Superare la linea del fuoco
«La felicità vuol dire liberare energie che hai dentro, volare oltre le proprie ragioni. Il momento più difficile è cominciare a correre, mettersi di fronte alle proprie fragilità. Basta all’inizio anche fare il giro del palazzo, ma poi inizi a capire come la fatica riesca a spostare piano piano i tuoi limiti sempre più in là. Bisogna oltrepassare questa linea del fuoco e poi si respira in modo diverso». Lucilla Andreucci, regina italiana delle maratone a cavallo degli anni Novanta e Duemila, è una narratrice della bellezza della corsa che comunica con un bellissimo sorriso e con un impegno costante per l’associazione Libera e come coach degli allenamenti di corsa e della Run4Me Lierac. «Credo che una società in cui si pratichi sport diffuso possa essere una società più educata e rilassata nei rapporti. Per Libera cerco di trasmettere ai ragazzi il senso di una vita pulita, di raggiungere traguardi con l’impegno e senza trucchi. Questa settimana saremo a Librino, uno dei quartieri difficili di Catania». Tutto quello che Lucilla ha fatto nella sua carriera sportiva, l’ha ottenuto grazie all’allenamento e alla fatica. «Non avrei mai pensato di correre i diecimila in 32 minuti o la maratona in meno di due ore e mezzo. Ma ho accettato con serenità anche il fatto di non essere riuscita ad andare alle Olimpiadi, perché sapevo che di più non potevo dare, avevo la coscienza a posto».

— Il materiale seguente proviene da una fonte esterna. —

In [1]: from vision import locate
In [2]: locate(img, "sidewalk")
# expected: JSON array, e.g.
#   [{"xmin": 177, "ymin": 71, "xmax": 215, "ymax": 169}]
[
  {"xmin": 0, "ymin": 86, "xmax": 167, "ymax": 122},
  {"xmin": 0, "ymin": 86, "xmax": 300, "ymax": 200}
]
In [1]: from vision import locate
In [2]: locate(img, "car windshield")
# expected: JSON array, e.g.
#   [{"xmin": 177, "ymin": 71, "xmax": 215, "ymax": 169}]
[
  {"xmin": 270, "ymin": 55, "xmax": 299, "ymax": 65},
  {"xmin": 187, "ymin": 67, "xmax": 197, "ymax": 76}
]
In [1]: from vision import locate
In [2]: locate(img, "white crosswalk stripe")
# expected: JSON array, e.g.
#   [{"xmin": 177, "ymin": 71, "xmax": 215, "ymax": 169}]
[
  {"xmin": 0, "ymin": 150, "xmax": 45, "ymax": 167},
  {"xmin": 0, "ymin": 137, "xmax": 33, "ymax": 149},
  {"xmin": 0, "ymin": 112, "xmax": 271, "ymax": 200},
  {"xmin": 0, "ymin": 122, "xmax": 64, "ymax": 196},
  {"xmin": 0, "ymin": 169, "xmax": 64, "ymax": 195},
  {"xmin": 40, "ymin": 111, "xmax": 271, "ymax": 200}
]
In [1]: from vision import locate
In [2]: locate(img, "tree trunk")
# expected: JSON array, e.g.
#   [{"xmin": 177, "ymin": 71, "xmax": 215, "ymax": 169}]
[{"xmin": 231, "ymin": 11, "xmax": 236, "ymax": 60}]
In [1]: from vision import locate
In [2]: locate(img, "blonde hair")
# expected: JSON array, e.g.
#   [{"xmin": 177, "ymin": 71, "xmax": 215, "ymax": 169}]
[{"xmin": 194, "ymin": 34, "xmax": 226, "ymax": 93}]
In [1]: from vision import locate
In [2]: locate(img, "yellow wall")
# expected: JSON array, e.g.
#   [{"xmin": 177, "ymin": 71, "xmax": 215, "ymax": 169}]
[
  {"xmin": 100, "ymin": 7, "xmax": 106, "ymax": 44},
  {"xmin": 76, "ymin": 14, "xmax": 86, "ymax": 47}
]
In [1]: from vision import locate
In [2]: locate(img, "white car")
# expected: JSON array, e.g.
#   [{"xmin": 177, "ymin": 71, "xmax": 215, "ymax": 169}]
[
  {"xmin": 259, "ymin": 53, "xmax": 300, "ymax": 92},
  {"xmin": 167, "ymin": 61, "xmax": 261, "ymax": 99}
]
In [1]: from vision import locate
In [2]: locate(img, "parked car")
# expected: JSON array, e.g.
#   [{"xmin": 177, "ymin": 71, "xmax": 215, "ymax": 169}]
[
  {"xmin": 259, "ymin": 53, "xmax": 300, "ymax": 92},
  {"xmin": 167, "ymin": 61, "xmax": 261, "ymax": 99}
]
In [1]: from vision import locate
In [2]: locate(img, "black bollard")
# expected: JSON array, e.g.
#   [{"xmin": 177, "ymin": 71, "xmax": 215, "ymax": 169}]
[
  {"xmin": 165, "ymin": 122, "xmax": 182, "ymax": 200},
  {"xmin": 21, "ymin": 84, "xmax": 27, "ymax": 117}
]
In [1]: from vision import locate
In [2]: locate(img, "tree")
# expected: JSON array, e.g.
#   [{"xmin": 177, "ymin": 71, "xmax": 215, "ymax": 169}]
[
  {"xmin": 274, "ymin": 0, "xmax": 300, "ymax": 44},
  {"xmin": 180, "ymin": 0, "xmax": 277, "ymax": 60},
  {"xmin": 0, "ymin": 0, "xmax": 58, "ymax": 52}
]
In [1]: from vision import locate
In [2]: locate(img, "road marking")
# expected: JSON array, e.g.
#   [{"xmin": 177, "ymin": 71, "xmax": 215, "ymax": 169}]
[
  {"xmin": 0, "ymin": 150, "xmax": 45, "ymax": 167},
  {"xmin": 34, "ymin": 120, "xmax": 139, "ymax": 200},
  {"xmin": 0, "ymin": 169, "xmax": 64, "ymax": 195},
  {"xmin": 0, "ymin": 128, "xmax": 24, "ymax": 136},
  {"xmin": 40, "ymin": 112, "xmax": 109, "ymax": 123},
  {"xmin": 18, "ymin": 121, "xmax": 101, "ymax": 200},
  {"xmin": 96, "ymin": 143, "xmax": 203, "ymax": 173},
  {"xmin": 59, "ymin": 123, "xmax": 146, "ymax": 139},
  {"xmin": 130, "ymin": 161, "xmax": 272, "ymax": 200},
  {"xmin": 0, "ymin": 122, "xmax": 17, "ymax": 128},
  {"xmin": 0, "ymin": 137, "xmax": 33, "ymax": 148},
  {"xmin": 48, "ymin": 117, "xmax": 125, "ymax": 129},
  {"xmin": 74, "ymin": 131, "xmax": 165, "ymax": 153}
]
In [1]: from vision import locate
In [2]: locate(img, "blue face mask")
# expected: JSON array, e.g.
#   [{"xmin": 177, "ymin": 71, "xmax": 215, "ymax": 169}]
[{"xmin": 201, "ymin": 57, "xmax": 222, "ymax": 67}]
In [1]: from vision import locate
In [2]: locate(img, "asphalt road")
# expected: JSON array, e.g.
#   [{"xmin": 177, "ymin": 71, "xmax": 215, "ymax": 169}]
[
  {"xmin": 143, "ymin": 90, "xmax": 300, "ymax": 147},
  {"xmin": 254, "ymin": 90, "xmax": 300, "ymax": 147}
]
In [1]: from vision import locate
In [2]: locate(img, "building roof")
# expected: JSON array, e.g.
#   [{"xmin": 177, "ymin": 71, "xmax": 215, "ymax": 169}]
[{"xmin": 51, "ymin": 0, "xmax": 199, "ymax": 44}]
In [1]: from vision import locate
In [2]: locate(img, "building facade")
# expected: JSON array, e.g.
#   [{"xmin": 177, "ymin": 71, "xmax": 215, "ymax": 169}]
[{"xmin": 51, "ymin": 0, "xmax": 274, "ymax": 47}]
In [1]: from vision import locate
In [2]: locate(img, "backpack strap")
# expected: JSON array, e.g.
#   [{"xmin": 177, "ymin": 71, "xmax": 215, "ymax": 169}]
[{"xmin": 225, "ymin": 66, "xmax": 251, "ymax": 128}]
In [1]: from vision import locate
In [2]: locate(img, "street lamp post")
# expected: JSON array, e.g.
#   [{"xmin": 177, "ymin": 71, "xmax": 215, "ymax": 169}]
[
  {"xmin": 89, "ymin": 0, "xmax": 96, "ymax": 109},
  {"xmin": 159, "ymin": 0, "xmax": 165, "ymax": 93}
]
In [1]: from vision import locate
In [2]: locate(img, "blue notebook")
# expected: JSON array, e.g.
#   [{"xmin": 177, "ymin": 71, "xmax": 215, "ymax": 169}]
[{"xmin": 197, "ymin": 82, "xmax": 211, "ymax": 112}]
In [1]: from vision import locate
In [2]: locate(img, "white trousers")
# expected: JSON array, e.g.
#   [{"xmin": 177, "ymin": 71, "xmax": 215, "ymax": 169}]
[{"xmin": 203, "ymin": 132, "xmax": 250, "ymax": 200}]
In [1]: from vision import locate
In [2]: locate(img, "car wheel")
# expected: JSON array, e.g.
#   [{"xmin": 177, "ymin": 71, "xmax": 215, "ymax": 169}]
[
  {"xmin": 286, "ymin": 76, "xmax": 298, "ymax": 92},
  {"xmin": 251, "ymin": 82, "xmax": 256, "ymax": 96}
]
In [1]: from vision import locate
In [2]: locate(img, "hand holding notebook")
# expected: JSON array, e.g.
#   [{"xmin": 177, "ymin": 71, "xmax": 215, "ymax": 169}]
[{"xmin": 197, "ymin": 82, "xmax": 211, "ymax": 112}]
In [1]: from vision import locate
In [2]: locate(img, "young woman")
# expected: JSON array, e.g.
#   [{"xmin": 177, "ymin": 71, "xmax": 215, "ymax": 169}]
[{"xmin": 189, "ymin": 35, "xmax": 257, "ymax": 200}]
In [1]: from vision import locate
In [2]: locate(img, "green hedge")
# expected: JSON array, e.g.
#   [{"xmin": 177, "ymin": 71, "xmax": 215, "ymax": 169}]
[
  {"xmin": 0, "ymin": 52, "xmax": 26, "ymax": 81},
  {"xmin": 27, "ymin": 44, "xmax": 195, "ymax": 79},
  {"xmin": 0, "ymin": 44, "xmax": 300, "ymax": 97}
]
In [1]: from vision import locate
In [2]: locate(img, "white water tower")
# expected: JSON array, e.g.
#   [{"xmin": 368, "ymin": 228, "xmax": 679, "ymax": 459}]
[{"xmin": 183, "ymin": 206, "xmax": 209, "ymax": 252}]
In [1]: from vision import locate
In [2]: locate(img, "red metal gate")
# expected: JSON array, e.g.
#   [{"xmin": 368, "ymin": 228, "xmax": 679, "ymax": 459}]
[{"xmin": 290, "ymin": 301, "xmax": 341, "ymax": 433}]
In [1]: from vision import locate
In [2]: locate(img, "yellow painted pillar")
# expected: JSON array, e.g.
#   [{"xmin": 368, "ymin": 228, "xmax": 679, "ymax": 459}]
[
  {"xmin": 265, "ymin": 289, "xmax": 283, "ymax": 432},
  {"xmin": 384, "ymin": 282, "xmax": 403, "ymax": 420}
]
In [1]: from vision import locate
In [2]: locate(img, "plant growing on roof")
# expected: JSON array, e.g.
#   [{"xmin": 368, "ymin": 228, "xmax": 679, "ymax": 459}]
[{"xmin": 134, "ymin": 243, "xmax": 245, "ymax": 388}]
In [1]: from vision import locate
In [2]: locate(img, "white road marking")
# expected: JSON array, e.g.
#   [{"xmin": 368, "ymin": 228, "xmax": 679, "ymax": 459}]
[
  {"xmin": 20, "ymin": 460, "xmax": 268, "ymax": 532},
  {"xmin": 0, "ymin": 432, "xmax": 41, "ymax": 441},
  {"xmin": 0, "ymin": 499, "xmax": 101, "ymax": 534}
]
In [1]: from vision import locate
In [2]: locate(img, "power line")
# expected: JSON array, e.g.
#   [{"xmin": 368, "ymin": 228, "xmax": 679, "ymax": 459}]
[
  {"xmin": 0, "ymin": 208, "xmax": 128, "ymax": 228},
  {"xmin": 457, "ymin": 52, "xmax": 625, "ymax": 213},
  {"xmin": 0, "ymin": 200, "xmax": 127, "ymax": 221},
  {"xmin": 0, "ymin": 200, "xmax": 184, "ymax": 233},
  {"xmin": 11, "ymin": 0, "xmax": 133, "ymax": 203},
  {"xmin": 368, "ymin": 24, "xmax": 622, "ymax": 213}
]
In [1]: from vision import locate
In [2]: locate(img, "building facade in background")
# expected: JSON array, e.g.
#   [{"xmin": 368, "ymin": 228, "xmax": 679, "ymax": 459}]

Lucilla punta l’accento sul rapporto tra corsa e consapevolezza femminile. «Per le donne che nella loro vita devono rialzarsi spesso da delusioni o traumi nel lavoro, nei rapporti familiari, nell’amore, la corsa è un modo per prendersi cura di se stesse, ribellarsi al quotidiano che non lascia tempo per nient’altro. E soprattutto porta a essere più sicure di sé, delle proprie possibilità. Credetemi, la corsa è un dono prezioso anche nei casi di umiliazioni e violenza domestica: serve ad alzare la voce. E se necessario a chiedere aiuto».